Model Card for japanese-spoken-language-bert

These BERT models are pre-trained on written Japanese (Wikipedia) and fine-tuned on Spoken Japanese. We used CSJ and the Japanese diet record. CSJ (Corpus of Spontaneous Japanese) is provided by NINJAL (https://www.ninjal.ac.jp/). We only provide model parameters. You have to download other config files to use these models.

We provide three models down below:

  • 1-6 layer-wise (Folder Name: models/1-6_layer-wise) Fine-Tuned only 1st-6th layers in Encoder on CSJ.

  • TAPT512 60k (Folder Name: models/tapt512_60k) Fine-Tuned on CSJ.

  • DAPT128-TAPT512 (Folder Name: models/dapt128-tap512) Fine-Tuned on the diet record and CSJ.

Table of Contents

Model Details

Model Description

These BERT models are pre-trained on written Japanese (Wikipedia) and fine-tuned on Spoken Japanese. We used CSJ and the Japanese diet record. CSJ (Corpus of Spontaneous Japanese) is provided by NINJAL (https://www.ninjal.ac.jp/). We only provide model parameters. You have to download other config files to use these models.

We provide three models down below:

  • 1-6 layer-wise (Folder Name: models/1-6_layer-wise) Fine-Tuned only 1st-6th layers in Encoder on CSJ.

  • TAPT512 60k (Folder Name: models/tapt512_60k) Fine-Tuned on CSJ.

  • DAPT128-TAPT512 (Folder Name: models/dapt128-tap512) Fine-Tuned on the diet record and CSJ.

  • Model type: Language model

  • Language(s) (NLP): ja

  • License: Copyright (c) 2021 National Institute for Japanese Language and Linguistics and Retrieva, Inc.

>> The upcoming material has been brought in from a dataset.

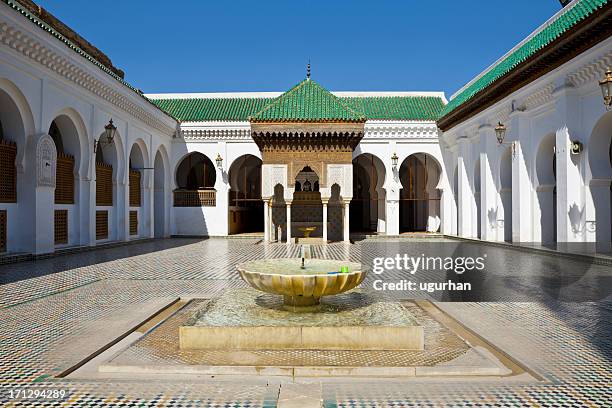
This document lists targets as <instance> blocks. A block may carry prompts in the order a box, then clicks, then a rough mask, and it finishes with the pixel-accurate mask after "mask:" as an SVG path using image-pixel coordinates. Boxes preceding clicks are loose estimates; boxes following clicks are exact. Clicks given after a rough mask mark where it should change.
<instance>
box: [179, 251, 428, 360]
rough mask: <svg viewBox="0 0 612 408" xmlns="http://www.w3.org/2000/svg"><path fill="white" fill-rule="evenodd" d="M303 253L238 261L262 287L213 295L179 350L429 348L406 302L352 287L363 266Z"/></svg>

Licensed under the Apache License, Version 2.0 (the “License”)

Training Details

Training Data

  • 1-6 layer-wise: CSJ
  • TAPT512 60K: CSJ
  • DAPT128-TAPT512: The Japanese diet record and CSJ

Training Procedure

We continuously train the pre-trained Japanese BERT model (cl-tohoku/bert-base-japanese-whole-word-masking; written BERT).

In detail, See Japanese blog or Japanese paper.

Evaluation

Testing Data, Factors & Metrics

Testing Data

We use CSJ for the evaluation.

Factors

We evaluate the following tasks on CSJ:

  • Dependency Parsing
  • Sentence Boundary
  • Extract Important Sentence

Metrics

  • Dependency Parsing: Undirected Unlabeled Attachment Score (UUAS)
  • Sentence Boundary: F1 Score
  • Extract Important Sentence: F1 Score

Results

Dependency Parsing Sentence Boundary Extract Important Sentence
written BERT 39.4 61.6 36.8
1-6 layer wise 44.6 64.8 35.4
TAPT 512 60K - - 40.2
DAPT128-TAPT512 42.9 64.0 39.7

Citation

BibTeX:

@inproceedings{csjbert2021,
    title = {CSJを用いた日本語話し言葉BERTの作成},
    author = {勝又智 and 坂田大直},
    booktitle = {言語処理学会第27回年次大会},
    year = {2021},
}

More Information

https://tech.retrieva.jp/entry/2021/04/01/114943 (In Japanese)

Model Card Authors

Satoru Katsumata

Model Card Contact

More information needed

How to Get Started with the Model

Use the code below to get started with the model.

Click to expand
  1. Run download_wikipedia_bert.py to download BERT model which is trained on Wikipedia.
python download_wikipedia_bert.py

This script downloads config files and a vocab file provided by Inui Laboratory of Tohoku University from Hugging Face Model Hub. https://github.com/cl-tohoku/bert-japanese

  1. Run sample_mlm.py to confirm you can use our models.
python sample_mlm.py